Measuring electron transport activity of reconstituted ndhC presents several technical challenges that can be addressed methodologically:
Enzyme stability issues:
Include stabilizing agents (glycerol, reducing agents) in assay buffers
Perform assays immediately after purification
Screen detergent types and concentrations for optimal activity maintenance
Signal-to-noise optimization:
Use specialized assay formats (stopped-flow spectroscopy)
Incorporate fluorescent probes for membrane potential
Employ oxygen electrodes for more direct measurement of electron transport
Reconstitution approaches:
Test proteoliposomes with different lipid compositions
Utilize nanodiscs with varied scaffold proteins
Evaluate co-reconstitution with other NDH complex subunits
Controls and validation:
Include specific inhibitors (rotenone, piericidin A)
Compare with purified thylakoid membranes
Perform parallel measurements with alternative electron acceptors
Typical troubleshooting approaches include systematic variation of pH, ionic strength, and substrate concentrations to identify optimal assay conditions.
CRISPR/Cas9 technology offers powerful approaches for studying ndhC function in Vitis vinifera:
Knockout strategies: Generate targeted knockouts of ndhC to assess physiological impacts on:
Photosynthetic efficiency under fluctuating light
Stress response mechanisms
Growth and development parameters
Base editing approaches: Introduce specific point mutations to study structure-function relationships without complete gene disruption.
Methodological considerations:
Design multiple sgRNAs targeting conserved regions of ndhC
Utilize Agrobacterium-mediated transformation for grapevine genetic modification
Employ tissue culture protocols optimized for grapevine regeneration
Implement screening methods to identify successful transformants
Validation strategies:
PCR-based genotyping of regenerated plants
RNA-seq to confirm transcript absence/modification
Phenotypic characterization under normal and stress conditions
The chloroplast genome is typically maternally inherited, which presents both challenges and opportunities for chloroplastic gene editing. Alternative approaches may include nuclear-encoded synthetic versions of ndhC with chloroplast targeting sequences.

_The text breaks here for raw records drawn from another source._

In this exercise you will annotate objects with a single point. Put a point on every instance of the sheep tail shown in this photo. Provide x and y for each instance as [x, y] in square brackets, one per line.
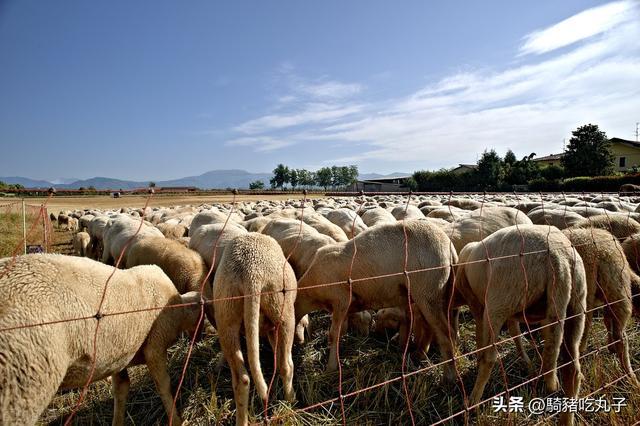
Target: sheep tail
[252, 330]
[635, 293]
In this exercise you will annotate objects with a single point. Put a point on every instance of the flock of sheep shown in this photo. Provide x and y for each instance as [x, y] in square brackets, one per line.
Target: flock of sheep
[259, 269]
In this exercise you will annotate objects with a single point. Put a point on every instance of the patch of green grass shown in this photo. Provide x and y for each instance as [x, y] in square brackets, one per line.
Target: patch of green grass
[207, 395]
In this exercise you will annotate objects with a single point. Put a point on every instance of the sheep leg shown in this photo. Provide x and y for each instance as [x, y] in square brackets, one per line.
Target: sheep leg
[285, 360]
[486, 357]
[120, 383]
[552, 341]
[437, 320]
[571, 375]
[230, 343]
[587, 326]
[157, 364]
[514, 331]
[617, 333]
[337, 320]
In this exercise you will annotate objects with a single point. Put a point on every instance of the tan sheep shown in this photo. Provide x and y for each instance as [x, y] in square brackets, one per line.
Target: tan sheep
[40, 360]
[81, 243]
[185, 267]
[210, 240]
[377, 216]
[618, 224]
[380, 253]
[348, 220]
[173, 231]
[254, 264]
[608, 281]
[482, 223]
[497, 292]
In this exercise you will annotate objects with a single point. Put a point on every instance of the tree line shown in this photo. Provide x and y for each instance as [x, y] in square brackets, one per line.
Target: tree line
[327, 177]
[588, 154]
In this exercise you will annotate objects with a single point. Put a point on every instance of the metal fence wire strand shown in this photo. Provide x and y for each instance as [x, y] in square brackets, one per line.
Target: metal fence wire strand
[559, 320]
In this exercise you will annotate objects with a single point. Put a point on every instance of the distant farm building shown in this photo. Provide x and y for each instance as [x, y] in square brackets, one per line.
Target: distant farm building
[392, 184]
[178, 189]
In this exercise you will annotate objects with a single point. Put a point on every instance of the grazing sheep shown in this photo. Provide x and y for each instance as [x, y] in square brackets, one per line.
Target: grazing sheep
[377, 216]
[620, 225]
[380, 253]
[205, 238]
[185, 267]
[558, 217]
[173, 231]
[121, 233]
[37, 361]
[348, 220]
[629, 188]
[299, 242]
[80, 244]
[497, 292]
[608, 281]
[63, 220]
[482, 223]
[407, 212]
[207, 217]
[252, 264]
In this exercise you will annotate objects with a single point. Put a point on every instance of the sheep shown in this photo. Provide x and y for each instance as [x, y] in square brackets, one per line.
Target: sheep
[37, 361]
[497, 292]
[211, 239]
[252, 264]
[407, 212]
[376, 216]
[323, 225]
[80, 244]
[299, 242]
[173, 231]
[207, 217]
[63, 220]
[380, 253]
[185, 267]
[629, 188]
[560, 218]
[348, 220]
[72, 224]
[120, 234]
[620, 226]
[609, 280]
[482, 223]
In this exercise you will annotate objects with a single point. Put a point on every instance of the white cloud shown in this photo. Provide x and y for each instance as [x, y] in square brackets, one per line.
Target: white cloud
[260, 143]
[527, 107]
[580, 26]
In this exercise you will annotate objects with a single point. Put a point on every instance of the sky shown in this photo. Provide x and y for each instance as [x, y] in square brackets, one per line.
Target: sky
[167, 89]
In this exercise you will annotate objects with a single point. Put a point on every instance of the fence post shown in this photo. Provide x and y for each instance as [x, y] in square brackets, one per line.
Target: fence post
[24, 226]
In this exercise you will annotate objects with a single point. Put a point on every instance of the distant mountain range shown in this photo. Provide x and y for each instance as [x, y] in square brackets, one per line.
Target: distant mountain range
[214, 179]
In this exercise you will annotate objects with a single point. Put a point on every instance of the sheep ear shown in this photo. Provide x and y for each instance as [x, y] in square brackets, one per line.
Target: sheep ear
[190, 297]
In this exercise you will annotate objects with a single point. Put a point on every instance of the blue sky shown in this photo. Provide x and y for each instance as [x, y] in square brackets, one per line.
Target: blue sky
[159, 90]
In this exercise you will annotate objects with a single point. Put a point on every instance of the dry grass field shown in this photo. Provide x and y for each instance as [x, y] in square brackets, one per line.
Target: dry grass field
[207, 396]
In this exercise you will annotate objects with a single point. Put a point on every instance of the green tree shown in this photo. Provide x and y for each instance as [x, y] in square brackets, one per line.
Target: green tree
[588, 153]
[256, 184]
[280, 176]
[324, 177]
[490, 170]
[294, 179]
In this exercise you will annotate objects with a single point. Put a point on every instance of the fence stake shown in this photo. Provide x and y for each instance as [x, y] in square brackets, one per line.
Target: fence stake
[24, 226]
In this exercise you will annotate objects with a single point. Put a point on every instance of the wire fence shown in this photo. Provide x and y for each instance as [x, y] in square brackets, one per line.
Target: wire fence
[557, 317]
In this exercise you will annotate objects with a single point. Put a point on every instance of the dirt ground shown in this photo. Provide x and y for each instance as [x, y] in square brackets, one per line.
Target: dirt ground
[105, 202]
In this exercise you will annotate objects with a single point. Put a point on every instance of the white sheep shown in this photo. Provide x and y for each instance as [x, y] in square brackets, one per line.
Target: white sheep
[253, 264]
[39, 360]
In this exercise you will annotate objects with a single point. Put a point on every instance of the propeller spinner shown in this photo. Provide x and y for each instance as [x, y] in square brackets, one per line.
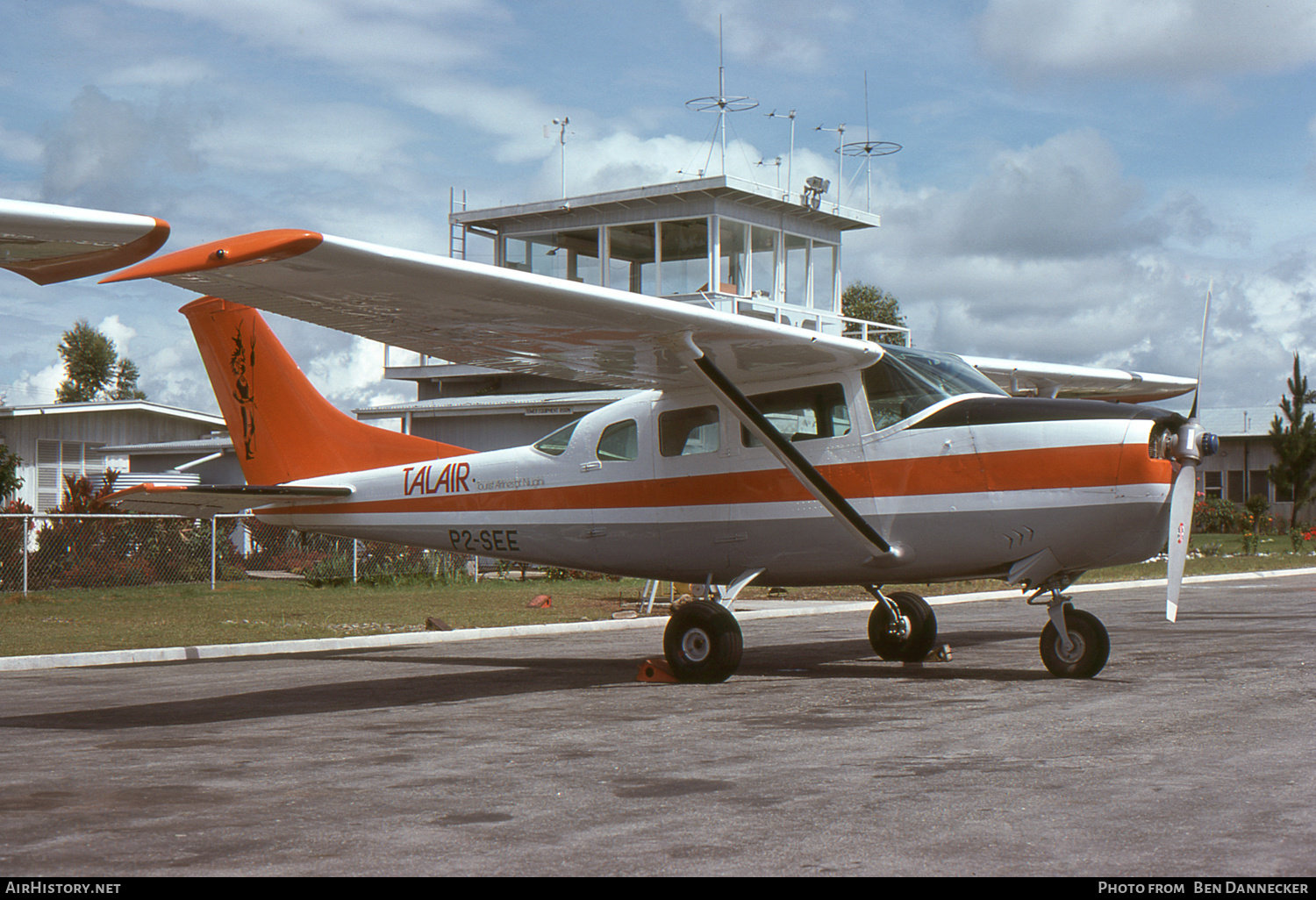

Advanced bioinformatic approaches for predicting ndhC interactions include:
Structural modeling:
Homology modeling based on related bacterial complex structures
Ab initio protein folding for unique regions
Molecular dynamics simulations to assess stability
Interaction prediction algorithms:
Sequence-based methods (correlated mutations, conserved interfaces)
Structure-based docking simulations
Machine learning approaches trained on known membrane protein complexes
Evolutionary analysis:
Phylogenetic profiling across species
Co-evolution mapping of interacting residues
Comparative analysis across Vitis species and cultivars
The chloroplast genome of Vitis vinifera has been well characterized with 131 genes identified . Cross-referencing this data with transcriptomic studies across developmental stages can provide insights into which genes may functionally interact with ndhC .
Multi-omics approaches provide comprehensive insights into ndhC regulation:
Integration strategies:
Correlate transcriptomics, proteomics, and metabolomics data
Map changes onto known signaling and metabolic pathways
Identify regulatory networks through systems biology approaches
Experimental design considerations:
Data analysis frameworks:
Use multivariate statistical methods to identify correlations
Apply machine learning for pattern recognition
Develop predictive models of gene-environment interactions
Studies of Chardonnay cultivars from six ecological zones in Ningxia, China demonstrated that integrating transcriptomic data across different developmental stages (40, 80, and 120 DAP) can reveal regulatory networks controlling important quality traits . Similar approaches could be applied to understand ndhC regulation in response to specific environmental stresses.